È rimasto seduto in panchina per gran parte della partita. Come se in cuor suo si aspettasse che sarebbe finita male anche stavolta. Siamo solo a inizio novembre e José Mourinho sta già alzando bandiera bianca. Una rosa che non lo accontenta minimamente, la Champions che si allontana, una squadra in crisi mentale e fisica, gli arbitri che sembrano fare a gara per rovinare le giornate dei romanisti. In un contesto del genere non aiuta a fine gara ascoltare la durissima analisi dell’allenatore, che dovrebbe prendersi la sua parte di colpe ma al momento non lo fa. Il portoghese prima abbandona la postazione delle interviste alle tv, spazientito dall’attesa, poi lo convincono a tornare e diventa un fiume in piena.
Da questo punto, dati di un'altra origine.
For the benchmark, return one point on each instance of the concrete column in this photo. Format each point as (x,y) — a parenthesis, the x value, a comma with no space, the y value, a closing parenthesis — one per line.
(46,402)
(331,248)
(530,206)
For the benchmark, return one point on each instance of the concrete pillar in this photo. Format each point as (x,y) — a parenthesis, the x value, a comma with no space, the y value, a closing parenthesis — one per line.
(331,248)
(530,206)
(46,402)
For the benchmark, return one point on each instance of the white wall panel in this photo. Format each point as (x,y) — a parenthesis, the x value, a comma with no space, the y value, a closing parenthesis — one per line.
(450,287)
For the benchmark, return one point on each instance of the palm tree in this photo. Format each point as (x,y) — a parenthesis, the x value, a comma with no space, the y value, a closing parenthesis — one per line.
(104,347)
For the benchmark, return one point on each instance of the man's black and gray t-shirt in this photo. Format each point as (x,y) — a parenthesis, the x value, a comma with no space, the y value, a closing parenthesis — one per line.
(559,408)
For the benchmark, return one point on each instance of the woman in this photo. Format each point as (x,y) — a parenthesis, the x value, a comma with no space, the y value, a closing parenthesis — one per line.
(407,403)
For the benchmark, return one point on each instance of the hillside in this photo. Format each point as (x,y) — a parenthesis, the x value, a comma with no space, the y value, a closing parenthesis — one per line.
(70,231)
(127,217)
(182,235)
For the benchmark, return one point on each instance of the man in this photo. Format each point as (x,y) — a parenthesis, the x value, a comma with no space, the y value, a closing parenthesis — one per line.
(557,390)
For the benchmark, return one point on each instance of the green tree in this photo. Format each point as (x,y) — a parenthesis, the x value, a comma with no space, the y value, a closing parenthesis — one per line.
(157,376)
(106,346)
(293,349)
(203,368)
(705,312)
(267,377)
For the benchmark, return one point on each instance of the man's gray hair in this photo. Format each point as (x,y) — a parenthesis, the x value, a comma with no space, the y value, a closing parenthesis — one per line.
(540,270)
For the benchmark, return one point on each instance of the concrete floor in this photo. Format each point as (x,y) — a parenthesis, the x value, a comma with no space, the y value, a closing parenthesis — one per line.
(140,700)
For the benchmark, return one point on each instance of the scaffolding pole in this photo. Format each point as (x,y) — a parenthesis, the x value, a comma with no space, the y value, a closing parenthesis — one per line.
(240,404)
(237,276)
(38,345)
«Questa non è la stagione per attaccare in modo chiaro gli obiettivi in classifica, può essere un’annata di dolori, nel corpo e nell’anima, di sicuro non possiamo fare grandi cose ma è molto importante per me per capire qualcosa che non sapevo prima di arrivare. Come allenatore devo dare ambizione e motivazioni anche a me stesso. Non ho mai detto che eravamo da quarto posto, ma dirò fino a quando sarà matematicamente possibile che quello è l’obiettivo per cui lottare». Sentirlo a novembre fa effetto. Poi parte l’ennesimo attacco alla qualità della Roma.
«Le squadre si costruiscono su un modello di gioco, quando hai una rosa in cui non hai 2 giocatori con un potenziale simile in ogni posizione anche l’allenatore diventa reattivo e non proattivo. Karsdorp era infortunato e ammonito, ma i terzini in panchina erano Reynolds, che ha fatto 2-3 partite in Serie A, e Tripi che gioca nella Primavera. Non parliamo di Darmian o Dumfries, o Kjaer e Romagnoli, o Danilo e Cuadrado». Mourinho stavolta va anche oltre.
«Siamo arrivati sesti/- settimi ma rispetto all’anno scorso la rosa non è migliorata. Abbiamo perso giocatori di esperienza come Juan Jesus e Bruno Peres che sarebbero stati utili. Il mercato è stato reattivo, non è una critica alla mia società. Più di costruire una rosa in grado di fare certe cose, si è scelto di “pulire” e riparare a situazioni disperate, come quelle di Spinazzola e di Dzeko». Sugli arbitri non sa più che dire. Perché il rigore dato al Venezia non ha davvero senso.
«Va al di là della mia comprensione e mi fermo qui perché devo proteggermi. Magari un giorno capirò. Ci sono delle cose nascoste e che con gli anni poi comprendi. Il 2-2 è un enigma che si accumula a tutto quello che sta succedendo. Quel gol ha cambiato la partita, sembra impossibile non averla vinta 3 o 4 a 1. Abbiamo fatto comunque una grande gara, entusiasmante, con ritmo, intensità e gioco offensivo. Purtroppo sono qui a parlare, ma l’arbitro e il VAR no… Le regole di solito sono fatte da chi non ha giocato a calcio. Quando succedono certe cose settimana dopo settimana, è meglio stare zitti». Mai come stavolta la pausa può servire a ragionare. Su tutti i fronti.